Aus diesem Grunde haben sie sich mit der Frage befasst, inwiefern sich die neuen Studiengänge in der Zukunft auf die universitäre Lernkultur auswirken und welche lernkulturellen Grundsätze durch die aktuellen Studienreformen beeinträchtigt werden. Sie schlagen vor, den Bachelor-Studiengang grundlegend zu reformieren:
1. Qualität und Intensität des Lernens sind wichtiger als Stoffhuberei. 2. Auch für die Bachelor-Studierenden muss es einen Zugang zur wissenschaftlichen Forschung und zu den Professorinnen und Professoren geben.
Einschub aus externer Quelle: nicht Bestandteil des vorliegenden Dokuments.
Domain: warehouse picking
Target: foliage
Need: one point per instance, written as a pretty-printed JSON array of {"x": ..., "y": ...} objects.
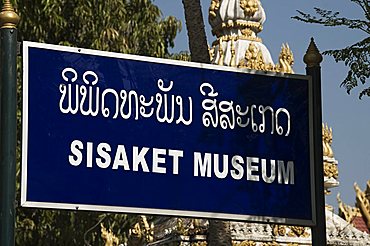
[
  {"x": 355, "y": 56},
  {"x": 129, "y": 26}
]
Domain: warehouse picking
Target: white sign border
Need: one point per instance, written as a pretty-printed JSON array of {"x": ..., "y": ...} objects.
[{"x": 165, "y": 212}]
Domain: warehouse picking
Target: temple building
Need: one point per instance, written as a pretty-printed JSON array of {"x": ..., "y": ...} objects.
[
  {"x": 236, "y": 24},
  {"x": 358, "y": 216}
]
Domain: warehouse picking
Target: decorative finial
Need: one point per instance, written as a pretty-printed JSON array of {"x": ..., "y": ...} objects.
[
  {"x": 8, "y": 18},
  {"x": 312, "y": 57}
]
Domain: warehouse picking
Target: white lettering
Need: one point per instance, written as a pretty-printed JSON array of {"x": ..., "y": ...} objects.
[
  {"x": 238, "y": 171},
  {"x": 223, "y": 174},
  {"x": 103, "y": 149},
  {"x": 251, "y": 169},
  {"x": 139, "y": 158},
  {"x": 76, "y": 147},
  {"x": 158, "y": 160},
  {"x": 121, "y": 158},
  {"x": 176, "y": 154},
  {"x": 204, "y": 166},
  {"x": 286, "y": 173},
  {"x": 266, "y": 178}
]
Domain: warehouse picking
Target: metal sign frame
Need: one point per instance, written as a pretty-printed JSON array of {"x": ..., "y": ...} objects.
[{"x": 25, "y": 202}]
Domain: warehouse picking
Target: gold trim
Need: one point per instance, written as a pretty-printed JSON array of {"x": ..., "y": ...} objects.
[
  {"x": 250, "y": 7},
  {"x": 108, "y": 236},
  {"x": 286, "y": 60}
]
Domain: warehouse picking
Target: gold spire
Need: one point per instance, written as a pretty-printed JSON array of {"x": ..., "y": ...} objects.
[
  {"x": 108, "y": 236},
  {"x": 8, "y": 18},
  {"x": 312, "y": 57}
]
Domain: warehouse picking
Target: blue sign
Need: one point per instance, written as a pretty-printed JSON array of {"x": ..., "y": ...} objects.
[{"x": 123, "y": 133}]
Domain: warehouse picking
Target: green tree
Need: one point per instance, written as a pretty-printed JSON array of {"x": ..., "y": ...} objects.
[
  {"x": 219, "y": 231},
  {"x": 127, "y": 26},
  {"x": 355, "y": 56},
  {"x": 196, "y": 33}
]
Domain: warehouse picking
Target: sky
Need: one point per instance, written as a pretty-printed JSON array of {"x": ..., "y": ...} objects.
[{"x": 346, "y": 114}]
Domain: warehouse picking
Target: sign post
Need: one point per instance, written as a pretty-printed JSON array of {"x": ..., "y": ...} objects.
[
  {"x": 313, "y": 58},
  {"x": 8, "y": 124},
  {"x": 121, "y": 133}
]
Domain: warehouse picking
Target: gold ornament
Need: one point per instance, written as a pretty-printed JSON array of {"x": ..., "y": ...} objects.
[
  {"x": 250, "y": 7},
  {"x": 108, "y": 236}
]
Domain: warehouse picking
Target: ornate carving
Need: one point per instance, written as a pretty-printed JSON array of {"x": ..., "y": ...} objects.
[
  {"x": 233, "y": 58},
  {"x": 245, "y": 243},
  {"x": 250, "y": 7},
  {"x": 286, "y": 60},
  {"x": 270, "y": 244},
  {"x": 202, "y": 243},
  {"x": 363, "y": 204},
  {"x": 298, "y": 231},
  {"x": 331, "y": 170},
  {"x": 108, "y": 236},
  {"x": 220, "y": 52},
  {"x": 211, "y": 53},
  {"x": 346, "y": 212},
  {"x": 327, "y": 138}
]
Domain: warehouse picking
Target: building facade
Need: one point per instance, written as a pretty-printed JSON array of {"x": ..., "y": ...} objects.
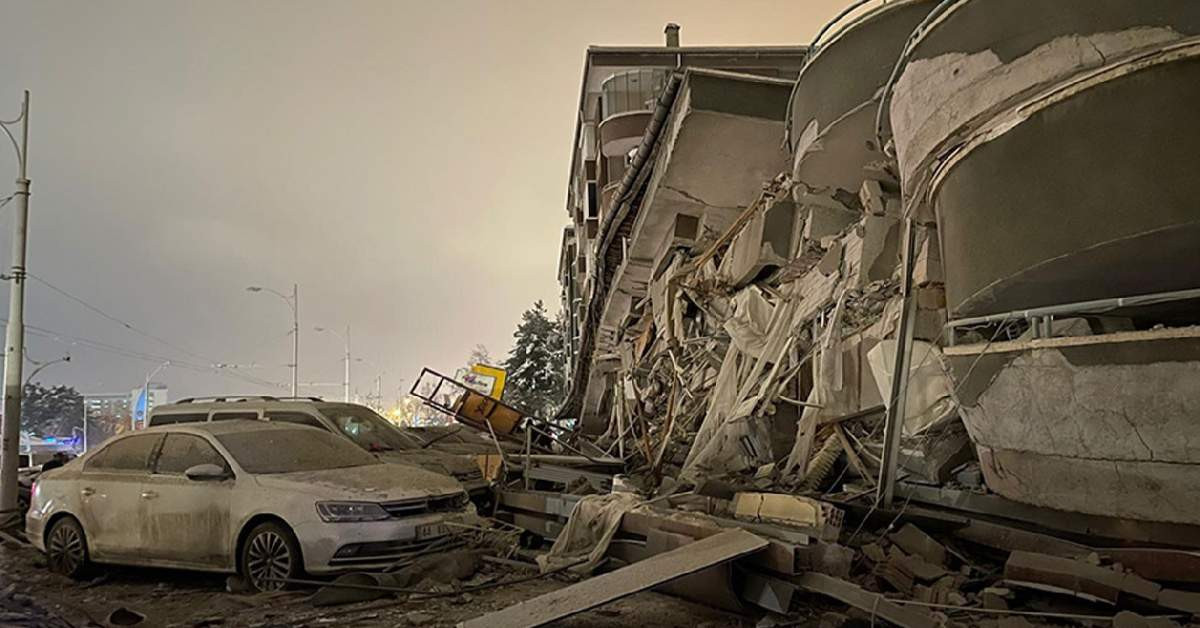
[{"x": 670, "y": 144}]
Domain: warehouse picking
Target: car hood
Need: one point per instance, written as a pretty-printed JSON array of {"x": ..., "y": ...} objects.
[
  {"x": 437, "y": 461},
  {"x": 373, "y": 483}
]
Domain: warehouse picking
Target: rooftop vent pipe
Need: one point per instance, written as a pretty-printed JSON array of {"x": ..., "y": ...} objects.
[{"x": 672, "y": 33}]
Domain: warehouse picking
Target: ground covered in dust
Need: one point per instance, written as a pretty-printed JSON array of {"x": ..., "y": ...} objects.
[{"x": 36, "y": 597}]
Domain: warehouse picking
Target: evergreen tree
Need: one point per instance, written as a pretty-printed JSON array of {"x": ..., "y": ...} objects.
[
  {"x": 535, "y": 381},
  {"x": 51, "y": 411},
  {"x": 480, "y": 356}
]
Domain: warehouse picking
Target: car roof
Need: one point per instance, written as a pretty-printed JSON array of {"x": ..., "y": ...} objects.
[
  {"x": 223, "y": 426},
  {"x": 234, "y": 402}
]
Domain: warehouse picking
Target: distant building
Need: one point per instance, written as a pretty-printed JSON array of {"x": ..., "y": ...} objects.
[
  {"x": 123, "y": 406},
  {"x": 115, "y": 405},
  {"x": 141, "y": 406}
]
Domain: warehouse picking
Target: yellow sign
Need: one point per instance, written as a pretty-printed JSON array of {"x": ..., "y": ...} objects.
[{"x": 484, "y": 380}]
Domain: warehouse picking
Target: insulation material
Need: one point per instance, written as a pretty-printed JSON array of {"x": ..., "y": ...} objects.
[
  {"x": 743, "y": 441},
  {"x": 748, "y": 326},
  {"x": 720, "y": 405},
  {"x": 593, "y": 522},
  {"x": 930, "y": 389}
]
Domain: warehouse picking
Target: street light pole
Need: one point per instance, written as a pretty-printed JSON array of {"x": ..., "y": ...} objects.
[
  {"x": 346, "y": 380},
  {"x": 145, "y": 398},
  {"x": 295, "y": 339},
  {"x": 43, "y": 365},
  {"x": 294, "y": 304},
  {"x": 15, "y": 336}
]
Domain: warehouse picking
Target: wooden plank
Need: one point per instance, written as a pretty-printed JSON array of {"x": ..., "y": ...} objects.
[
  {"x": 875, "y": 604},
  {"x": 615, "y": 585}
]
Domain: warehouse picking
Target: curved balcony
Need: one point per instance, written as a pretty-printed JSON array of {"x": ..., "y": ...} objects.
[
  {"x": 834, "y": 103},
  {"x": 606, "y": 199},
  {"x": 969, "y": 64},
  {"x": 622, "y": 132},
  {"x": 633, "y": 90},
  {"x": 1057, "y": 154}
]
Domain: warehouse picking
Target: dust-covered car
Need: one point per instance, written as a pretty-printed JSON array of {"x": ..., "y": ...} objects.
[
  {"x": 360, "y": 424},
  {"x": 267, "y": 500}
]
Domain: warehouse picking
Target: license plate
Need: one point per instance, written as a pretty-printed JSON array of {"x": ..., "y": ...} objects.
[{"x": 429, "y": 531}]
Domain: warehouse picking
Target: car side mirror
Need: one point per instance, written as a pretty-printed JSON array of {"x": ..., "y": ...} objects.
[{"x": 205, "y": 472}]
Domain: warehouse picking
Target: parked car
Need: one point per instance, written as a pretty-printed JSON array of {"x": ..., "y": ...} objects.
[
  {"x": 359, "y": 424},
  {"x": 267, "y": 500}
]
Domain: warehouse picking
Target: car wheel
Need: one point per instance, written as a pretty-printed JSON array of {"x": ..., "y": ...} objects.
[
  {"x": 66, "y": 548},
  {"x": 270, "y": 556}
]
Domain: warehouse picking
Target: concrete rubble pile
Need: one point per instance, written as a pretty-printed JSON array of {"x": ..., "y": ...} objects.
[{"x": 1019, "y": 318}]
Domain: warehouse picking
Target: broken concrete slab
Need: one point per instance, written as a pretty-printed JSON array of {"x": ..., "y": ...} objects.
[
  {"x": 820, "y": 519},
  {"x": 913, "y": 540},
  {"x": 1083, "y": 579},
  {"x": 871, "y": 603},
  {"x": 765, "y": 244},
  {"x": 615, "y": 585}
]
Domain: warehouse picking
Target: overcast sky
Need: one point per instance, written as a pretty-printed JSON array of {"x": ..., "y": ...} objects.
[{"x": 405, "y": 162}]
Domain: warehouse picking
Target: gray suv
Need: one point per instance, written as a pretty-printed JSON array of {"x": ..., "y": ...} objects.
[{"x": 358, "y": 424}]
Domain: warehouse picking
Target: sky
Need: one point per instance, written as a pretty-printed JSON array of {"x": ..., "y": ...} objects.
[{"x": 403, "y": 162}]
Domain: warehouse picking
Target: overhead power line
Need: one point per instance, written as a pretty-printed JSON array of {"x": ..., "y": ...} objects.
[
  {"x": 126, "y": 324},
  {"x": 95, "y": 345}
]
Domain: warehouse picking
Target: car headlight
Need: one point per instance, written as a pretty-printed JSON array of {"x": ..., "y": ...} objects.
[{"x": 342, "y": 512}]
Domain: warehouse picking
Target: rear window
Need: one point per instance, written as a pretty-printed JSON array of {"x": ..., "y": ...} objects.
[
  {"x": 235, "y": 416},
  {"x": 299, "y": 418},
  {"x": 126, "y": 454},
  {"x": 171, "y": 419},
  {"x": 183, "y": 452},
  {"x": 292, "y": 450}
]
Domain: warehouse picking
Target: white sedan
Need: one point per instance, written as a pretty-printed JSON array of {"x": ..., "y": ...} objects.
[{"x": 265, "y": 500}]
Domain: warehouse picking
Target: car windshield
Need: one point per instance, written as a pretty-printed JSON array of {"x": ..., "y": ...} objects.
[
  {"x": 292, "y": 450},
  {"x": 369, "y": 430}
]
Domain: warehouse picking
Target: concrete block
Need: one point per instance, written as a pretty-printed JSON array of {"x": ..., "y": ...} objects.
[
  {"x": 827, "y": 220},
  {"x": 881, "y": 249},
  {"x": 765, "y": 244},
  {"x": 928, "y": 265},
  {"x": 879, "y": 201},
  {"x": 817, "y": 518}
]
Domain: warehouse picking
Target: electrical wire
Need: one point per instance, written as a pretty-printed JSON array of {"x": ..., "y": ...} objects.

Es kann nicht sein, dass ausschließlich der universitäre Mittelbau den Bachelor betreut. 3. Der Erfolg des deutschen Bildungssystems beruht auf der Verbindung zwischen Wissenschaft und Lehre. Das heißt auch, dass es einen möglichst ungehinderten Übergang vom Bachelor- zum Masterstudium geben muss. 4. Ein Auslandssemester bzw. ein Studienplatzwechsel auf europäischer Ebene müssen unkompliziert und ohne Nachteile für Studierende möglich sein. Europa ist auch universitär eine Einheit.
Der Frankfurter Zukunftsrat tritt entschieden dafür ein, dass die europäischen Wissenschafts- bzw. Kultusminister entspr. Reformen so schnell wie möglich in Angriff nehmen. Spätestens zum WS 2013/14 sollte ein reformiertes Bachelor-Studium beginnen können.